The best example of this came from Ben Rhodes, a former senior adviser to President Obama in his role as deputy National Security Advisor, who slammed Trump’s accusation, insisting that “No President can order a wiretap. Those restrictions were put in place to protect citizens from people like you.” He also said “only a liar” could make the case, as Trump suggested, that Obama wire tapped Trump Tower ahead of the election.

It would appear, however, that Rhodes is wrong, especially as pertains to matters of Foreign Intelligence Surveillance, and its associated FISA court, under which the alleged wiretap of Donald Trump would have been granted, as it pertained specifically to Trump’s alleged illicit interactions with Russian entities.

…But what is perhaps most important, is that we may know soon enough. As the NYT reported on Saturday afternoon, a senior White House official said that Donald F. McGahn II, the president’s chief counsel, was working on Saturday to secure access to what the official described as a document issued by the Foreign Intelligence Surveillance Court authorizing surveillance of Mr. Trump and his associates.

If and when such a document is made public – assuming it exists of course – it would be Trump, once again, that gets the last laugh.

Stay tuned. This is going to be an interesting story. However, it is becoming obvious that we cannot trust the mainstream media to report it honestly.

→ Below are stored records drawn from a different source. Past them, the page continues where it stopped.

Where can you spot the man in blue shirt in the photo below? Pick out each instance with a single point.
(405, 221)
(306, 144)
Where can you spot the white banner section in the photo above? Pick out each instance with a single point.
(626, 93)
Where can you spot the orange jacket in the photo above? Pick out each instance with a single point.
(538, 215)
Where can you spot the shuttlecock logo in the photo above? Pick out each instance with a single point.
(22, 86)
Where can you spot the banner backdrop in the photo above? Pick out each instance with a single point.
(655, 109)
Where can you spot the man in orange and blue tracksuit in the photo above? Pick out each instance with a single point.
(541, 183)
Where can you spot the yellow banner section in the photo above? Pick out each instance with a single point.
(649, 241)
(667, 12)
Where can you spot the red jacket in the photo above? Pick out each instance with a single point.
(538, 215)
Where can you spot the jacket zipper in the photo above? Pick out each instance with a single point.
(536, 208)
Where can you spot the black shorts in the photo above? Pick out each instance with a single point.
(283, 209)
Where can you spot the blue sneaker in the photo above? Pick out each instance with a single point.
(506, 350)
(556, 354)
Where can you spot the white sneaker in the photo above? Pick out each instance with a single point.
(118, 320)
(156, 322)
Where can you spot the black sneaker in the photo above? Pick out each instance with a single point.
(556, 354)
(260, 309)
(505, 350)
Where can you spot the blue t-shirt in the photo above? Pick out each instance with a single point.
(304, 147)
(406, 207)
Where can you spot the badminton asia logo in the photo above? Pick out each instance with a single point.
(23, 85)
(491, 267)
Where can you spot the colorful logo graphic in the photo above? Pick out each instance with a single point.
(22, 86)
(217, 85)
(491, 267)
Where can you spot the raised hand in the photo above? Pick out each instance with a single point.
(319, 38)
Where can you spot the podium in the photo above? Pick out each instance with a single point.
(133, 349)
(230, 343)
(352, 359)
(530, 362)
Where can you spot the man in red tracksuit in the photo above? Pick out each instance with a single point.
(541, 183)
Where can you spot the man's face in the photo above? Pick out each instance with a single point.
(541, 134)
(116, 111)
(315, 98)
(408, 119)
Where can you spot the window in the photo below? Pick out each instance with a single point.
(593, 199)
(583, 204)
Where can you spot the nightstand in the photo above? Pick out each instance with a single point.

Establishing Our Rights Through The Courts

The courts were not meant to be the all-powerful entity they have morphed into, but as long as the courts have assumed that role, we ought to be able to use them to protect our rights as citizens. A number of organizations have figured this out.

Yesterday the Daily Caller reported that the American Civil Liberties Union (ACLU) and the New York Civil Liberties Union (NYCLU) have filed a lawsuit against the government calling for the end of the NSA domestic phone surveillance program. The lawsuit, ACLU v Clapper, argues that the surveillance program is a violation of the U.S. Constitution and exceeds the Patriot Act. The article states that both the ACLU and NYCLU were customers of Verizon Business Network Services, which had been required to hand over on an ‘ongoing, daily basis’ domestic phone records by a routinely renewed order from the Foreign Intelligence Surveillance Court.

The article reports:

A class action suit already in place against the U.S. government for the NSA’s routine collection is expected to be amended Wednesday to include the Internet companies alleged to have partnered with the NSA regarding a secret Internet surveillance program, reported U.S. News & World Report.

The accused Internet companies — AOL, Apple, Facebook, Google, Microsoft, PalTalk, Skype, Yahoo! and YouTube — have all denied any knowledge or  the program.

I don’t have a problem with monitoring calls from and to Americans from out of the country, but it does seem a bit much to put all Americans under telephone surveillance.